Hope this isn't touching on the Twilight zone, but I'm making breakfast muffins, consisting of oats, chia seeds, flaxseed, aqaufaba, maple syrup, yoghurt, acai berries, blueberries and coconut :D

Oh, and a grated carrot.
 
Brownie makers, some help please. I made some for the first time ever yesterday and they went wrong - the outside of the brownies cooked but as it got towards the middle of the tin it looked like I had inadvertently perfected a fondant. How long do you leave yours in the oven - I followed the instructions and gave it 20 mins at 180 but perhaps wasn't enough? Do you have any good recipes? I thought brownies were easy and feel like a complete fucking idiot at the moment.
 
Did you use cocoa or melted chocolate?
You'll get a spongier brownie with cocoa and a moist, fudgey consistency with melted chocolate.
Might be worth checking your baking tin to make sure it's the right size for the length of time suggested.
I use a Waitrose recipe and it hasn't let me down yet.
 
Did you use cocoa or melted chocolate?
You'll get a spongier brownie with cocoa and a moist, fudgey consistency with melted chocolate.
Might be worth checking your baking tin to make sure it's the right size for the length of time suggested.
I use a Waitrose recipe and it hasn't let me down yet.

I used 2 bars of melted chocolate and cocoa powder as the recipe called for both.

Maybe I just didn't cook it long enough, it literally ran like liquid.

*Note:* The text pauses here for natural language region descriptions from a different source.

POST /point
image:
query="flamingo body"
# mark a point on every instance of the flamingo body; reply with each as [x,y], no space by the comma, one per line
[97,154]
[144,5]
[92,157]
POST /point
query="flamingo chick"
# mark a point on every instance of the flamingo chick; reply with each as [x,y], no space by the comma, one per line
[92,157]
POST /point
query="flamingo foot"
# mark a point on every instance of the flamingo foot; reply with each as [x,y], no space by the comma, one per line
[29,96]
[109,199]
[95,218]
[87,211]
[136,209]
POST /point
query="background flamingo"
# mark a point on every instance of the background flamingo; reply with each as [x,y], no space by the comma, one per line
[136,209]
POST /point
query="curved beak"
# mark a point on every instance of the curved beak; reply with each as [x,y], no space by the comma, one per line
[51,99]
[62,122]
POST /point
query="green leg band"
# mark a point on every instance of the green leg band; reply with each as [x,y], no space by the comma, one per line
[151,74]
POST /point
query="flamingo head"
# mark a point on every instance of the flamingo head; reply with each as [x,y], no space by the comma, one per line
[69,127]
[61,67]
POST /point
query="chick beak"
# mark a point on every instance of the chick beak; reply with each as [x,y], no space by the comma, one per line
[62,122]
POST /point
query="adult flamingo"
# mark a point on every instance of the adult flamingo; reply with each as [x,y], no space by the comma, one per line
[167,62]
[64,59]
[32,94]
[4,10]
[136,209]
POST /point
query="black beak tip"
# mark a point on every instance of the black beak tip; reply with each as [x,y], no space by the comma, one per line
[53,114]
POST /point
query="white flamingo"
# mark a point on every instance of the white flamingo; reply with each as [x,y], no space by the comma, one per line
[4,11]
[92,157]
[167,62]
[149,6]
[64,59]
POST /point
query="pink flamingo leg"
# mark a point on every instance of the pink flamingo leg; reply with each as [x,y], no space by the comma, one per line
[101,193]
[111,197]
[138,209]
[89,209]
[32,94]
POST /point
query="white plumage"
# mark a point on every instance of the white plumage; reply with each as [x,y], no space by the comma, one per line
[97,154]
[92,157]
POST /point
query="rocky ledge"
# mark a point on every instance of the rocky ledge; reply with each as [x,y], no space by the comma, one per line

I think it asked for a 15cm tin and mine was 22. I might just cook it longer next time.
 
Brownie makers, some help please. I made some for the first time ever yesterday and they went wrong - the outside of the brownies cooked but as it got towards the middle of the tin it looked like I had inadvertently perfected a fondant. How long do you leave yours in the oven - I followed the instructions and gave it 20 mins at 180 but perhaps wasn't enough? Do you have any good recipes? I thought brownies were easy and feel like a complete fucking idiot at the moment.

I don't think I've ever made brownies that cooked in the time given in the recipe - they always seem to take longer.

I'd just keep them in the oven and stick a skewer or knife in the middle every so often. You don't want them completely done though as they'll carry on cooking when you take them out; gooey but not liquid or like raw batter is good. It might take a few goes to get right.

E2a this is the recipe I usually use (second recipe down) -

I use a River Cottage recipe if I want something richer than a normal chocolate sponge -

250g dark chocolate (around 70% cocoa solids), broken into chunks
250g unsalted butter, cut into cubes
4 medium eggs, separated
200g caster sugar (or 100g caster mixed with 100g soft light brown sugar)
50g plain flour
50g ground almonds

Grease a 23cm springform tin & line the base.
Melt the chocolate and butter together in a bowl over a simmering pot of water. Remove from heat and leave to cool once melted.
Separate the eggs, and whisk the egg yolks and sugar together in a large bowl.
Stir the melted chocolate into the egg & sugar mixture, then combine the flour and almonds and stir those in too.
Whisk the egg whites until they form stuff peaks. Stir one spoonful in to the chocolate mixture first, then gently fold the rest of the egg white in.
Pour into the tin and bake at 170°C for around 30 minutes, until only just set.
Serve on it's own, with cream / crème fraiche / greek yoghurt, or top with sweetened icing sugar and fruit, or with whisky stirred in.


This is a the best brownie recipe I've ever tried -

110g unsalted butter
120g dark chocolate
200g light muscovado sugar
100g caster sugar
2 large eggs
1 tsp vanilla extract
½ tsp salt
100g plain flour
25g cocoa powder
100g chopped pecan nuts

Line a roughly 23cm² tin with baking parchment or greaseproof paper.
Melt the butter and chocolate in pieces in a bain-marie. Take off the heat, stir in the sugar and leave to cool.
Add the salt and vanilla. Beat the eggs in one at a time, until the mixture is smooth and glossy.
Sift and fold in the flour and cocoa powder, then the nuts. Pour into the lined tin and bake for 20-25 minutes at 200°C.
A knife test should come out with a little goo on the tip when they're done, not clean like with a cake. Remove from the tin after 5-10 minutes and allow to cool completely before cutting them up (they will continue to set too).